Your problem has the form $|L(x)| > R(x)$, where
$$L(x) = 4^{3x}-2^{4x+2}*3^{x+1}+20*12^x*3^x = 64^x-12\,48^x+20\,36^x$$
and
$$R(x) = 8*6^x(8^{x-1}+6^x) = 48^x+8 \, 36^x$$
Write $L(x) = 36^x \, f(x)$ and $R(x) = 36^x \, g(x)$, where
$$f(x) = 20 - 12\,(48/36)^x + (64/36)^x = 20 - 12\,(4/3)^x + (16/9)^x$$
and
$$g(x) = 8+(48/36)^x = 8 + (4/3)^x$$
Since $36^x > 0$ always, the inequalities $|L(x)| > R(x)$ and $|f(x)| > g(x)$ are equivalent.

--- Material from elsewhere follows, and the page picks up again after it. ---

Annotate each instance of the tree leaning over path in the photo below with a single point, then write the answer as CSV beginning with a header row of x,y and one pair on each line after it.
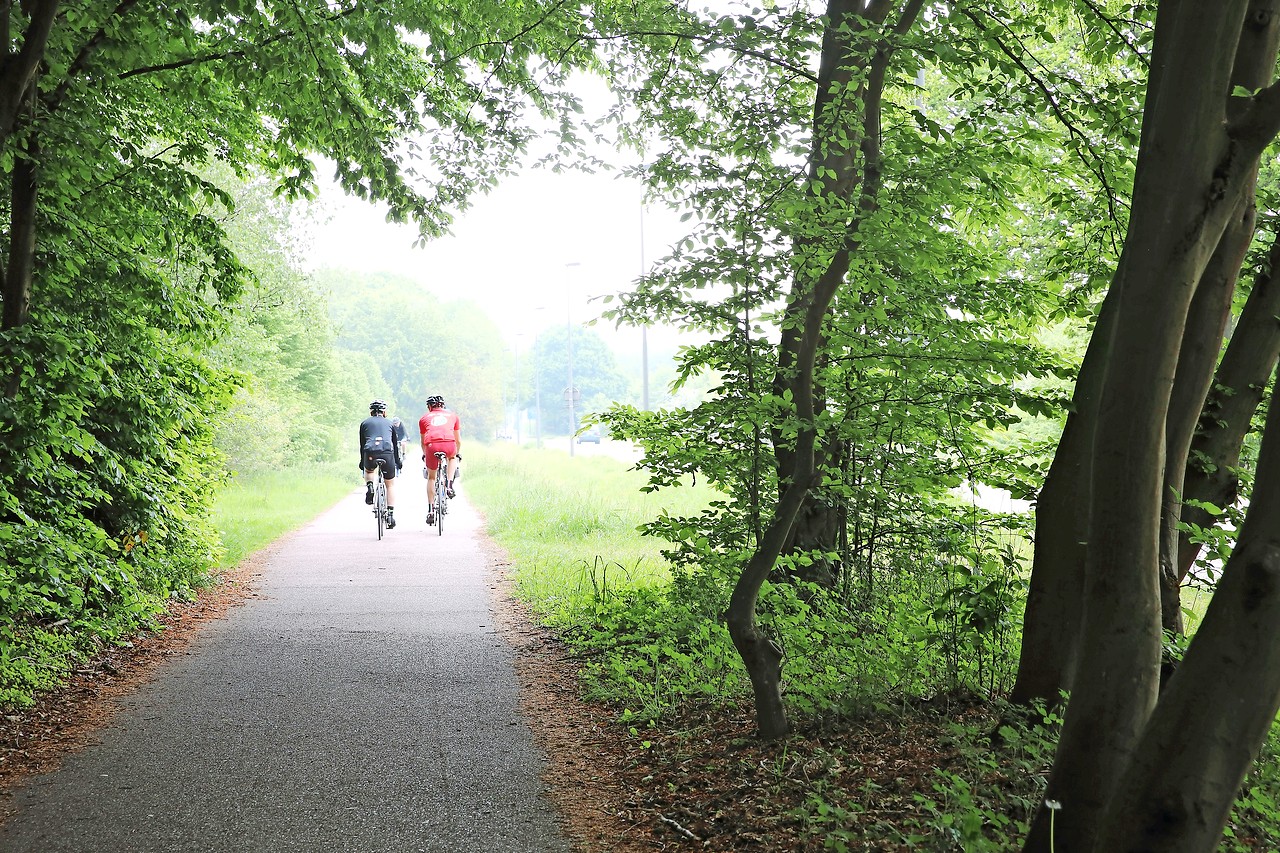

Setting $(4/3)^x = y$ we have $f(x) = 20 - 12 y + y^2$ and $g(x) = 8+y$, so the problem becomes $|20 - 12 y + y^2| > y+8$.

14. Feb 28, 2016

### SammyS

Staff Emeritus
First of all, somebody made a mistake in factoring $\ u^2 - 11uy + 28y^2\,.\$

Of course that is: $\ (u-4y)(u-7y)\$

I think you're much better off to think of $\ 2^{2x}\$ as $\ 4^{x}\$.

Solve for u/y or y/u

Notice that $\displaystyle\ \frac u y = \left(\frac 4 3\right)^x \$

This all is handy if you are following the advice from Halls.